Berdasarkan film dokumenter, istri-istri
Jepang bangga bila suaminya ditemani oleh gesha yang terkenal. Suami-suami itu
dianggap hebat.
Dengan perkembangan peradaban, ketiga
penghibur itu, lama-lama mulai surut. Mulai tidak banyak diminati. Hal ini
seiring dengan mulai dilegalkannya lokalisasi, Gang Dolly, misalnya. Seandainya
masih ada, sudah tidak ada syarat khusus atau tahapan-tahapan yang harus
dilalui untuk menjadi ronggeng, ledek, atau
gesha.
Berdasarkan tinjauan sosial ekonomi,
kemunculan ronggeng merupakan tuntutan kebutuhan ekonomi, selain memang sudah
merupakan kebudayaan. Artinya, di Banyumas, ronggeng merupakan suatu kebudayaan
yang dilakukan turun-temurun. Selain itu, ronggeng juga dapat menambah pendapatan
seseorang. Dengan
kata lain, ronggeng dapat menjadi sumber penghasilan seseorang.
B.
Permasalahan
Berdasarkan uraian di atas, nampak jelas
bahwa sebenarnya masyarakat Indonesia, khususnya Banyumas telah menganut
feminis. Benarkah demikian? Oleh karena itu, pada kesempatan kali ini akan
dianalisis dengan menggunakan telaah feminisme terhadap ‘Ronggeng Dukuh Paruk’
karya Ahmad Tohari.
KAJIAN
TEORETIS
A.
Kritik
Sastra
Menurut Zainuddin Fananie (2000: 20)
kritik sastra adalah pertimbangan untuk menunjukkan kekuatan atau kebagusan dan
juga kekurangan yang terdapat dalam karya sastra. Karenanya hasil kritik sastra
biasanya mencakup dua hal, yaitu baik dan buruk. Menurut H.B. Jassin dalam
Suroso (2009: 13) kritik sastra adalah salah satu jenis esai, yaitu
pertimbangan baik atau buruk sesuatu hasil kesusastraan.

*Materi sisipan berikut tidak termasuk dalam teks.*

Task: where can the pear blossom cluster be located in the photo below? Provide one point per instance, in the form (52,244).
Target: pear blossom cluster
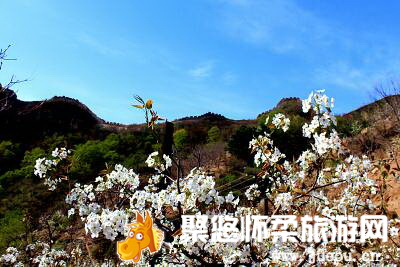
(252,192)
(281,122)
(321,181)
(43,167)
(11,257)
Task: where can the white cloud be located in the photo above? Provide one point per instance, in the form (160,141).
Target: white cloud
(100,47)
(280,25)
(203,70)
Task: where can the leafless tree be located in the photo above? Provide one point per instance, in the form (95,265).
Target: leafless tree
(389,95)
(4,96)
(389,102)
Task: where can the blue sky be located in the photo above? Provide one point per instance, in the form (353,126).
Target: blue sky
(237,58)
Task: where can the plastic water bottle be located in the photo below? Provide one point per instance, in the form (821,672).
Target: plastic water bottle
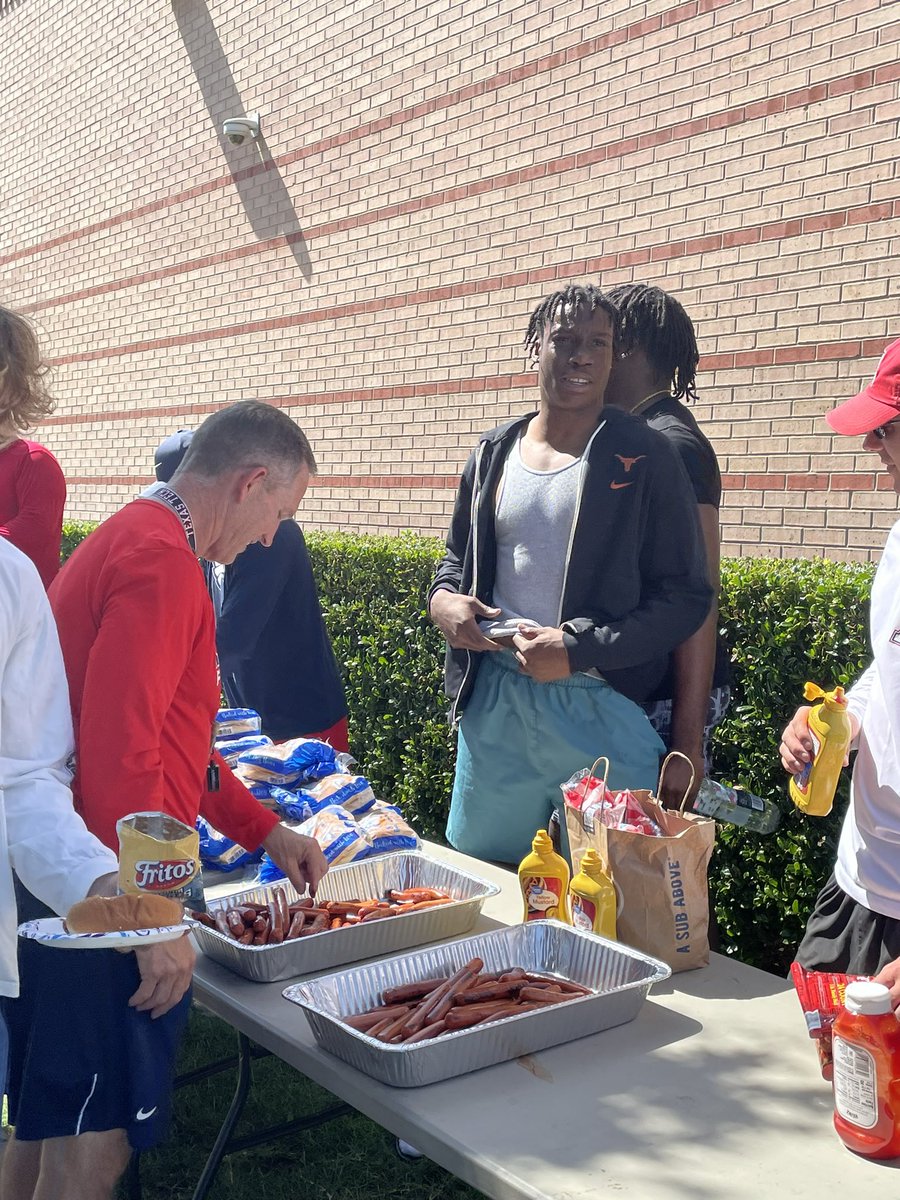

Menurut William Flint dalam Puji Santoso
(2009: 13) kritik sastra adalah keterangan, kebenaran analisis atau judgment suatu karya sastra. Menurut
William Henry Hudson dalam Pardi Suratno (2009: 14) kritik sastra adalah
penghakiman yang dilakukan oleh seorang yang ahli atau memiliki sesuatu
kepandaian khusus untuk membedah karya sastra, memeriksa karya sastra mengenai
kebaikan-kebaikan dan cacat-cacatnya, dan menyatakan pandangannya tentang hal
itu.
Menurut Frye Northrop dalam Suroso (2009:
14) kritik sastra adalah seluruh pembicaraan karya sastra, meliputi teori
sastra, teori simbol-simbol, teori mitos, dan teori genre sastra. Menurut
Graham Hough dalam Rachmat Djoko Pradopo (1995: 92) kritik sastra bukan hanya
terbatas pada penyuntingan dan penetapan teks, interpretasi, dan pertimbangan
nilai, melainkan kritik sastra meliputi masalah yang lebih luas tentang apakah
kesusastraan, untuk apa, dan bagaimana hubungannya dengan masalah-masalah
kemanusiaan yang lain.
Begitu banyak pengertian kritik yang
disampaikan para ahli sastra. Namun demikian, dengan bahasa sederhana dapatlah
dikatakan bahwa kritik sastra berarti menyampaikan suatu penilaian terhadap
karya sastra, apa pun bentuknya.
B.
Pendekatan
Kritik Sastra
Terdapat berbagai macam pendekatan dalam
kritik sastra. Pendekatan tersebut dapat dibedakan berdasarkan bentuknya,
metode (penerapan), tipe-tipe kritik sastra, penulis kritik sastra, dan
pendapat para pakar (Suroso, 2009: 19).
Berdasarkan
metode penerapannya, kritik sastra dibedakan atas kritik judisial dan kritik
induktif.
1. Kritik
judisial berusaha menganalisis dan menerangkan efek-efek karya sastra
berdasarkan pokoknya, organisasinya, tekniknya, gayanya, dan mendasarkan pada
pertimbangan individual kritikus atas dasar standar-standar umum tentang kehebatan
dan keluarbiasaan sastra.
2. Kritik
induktif berusaha menguraikan bagian-bagian atau unsur-unsur karya sastra
berdasarkan fenomena-fenomena yang ada secara objektif.
Berdasarkan
pendekatannya, kritik sastra dibedakan atas kritik ilmiah, kritik estetis, dan
kritik sosial.
1. Kritik
ilmiah dilakukan dengan mendasarkan pada kelimuan. Biasanya dengan pendekatan
linguistik, misalnya stilistika, struktural, dan semiotik.
2. Kritik
estetis dilakukan dengan memperhatikan kaidah-kaidah keindahan atau pendekatan estetika.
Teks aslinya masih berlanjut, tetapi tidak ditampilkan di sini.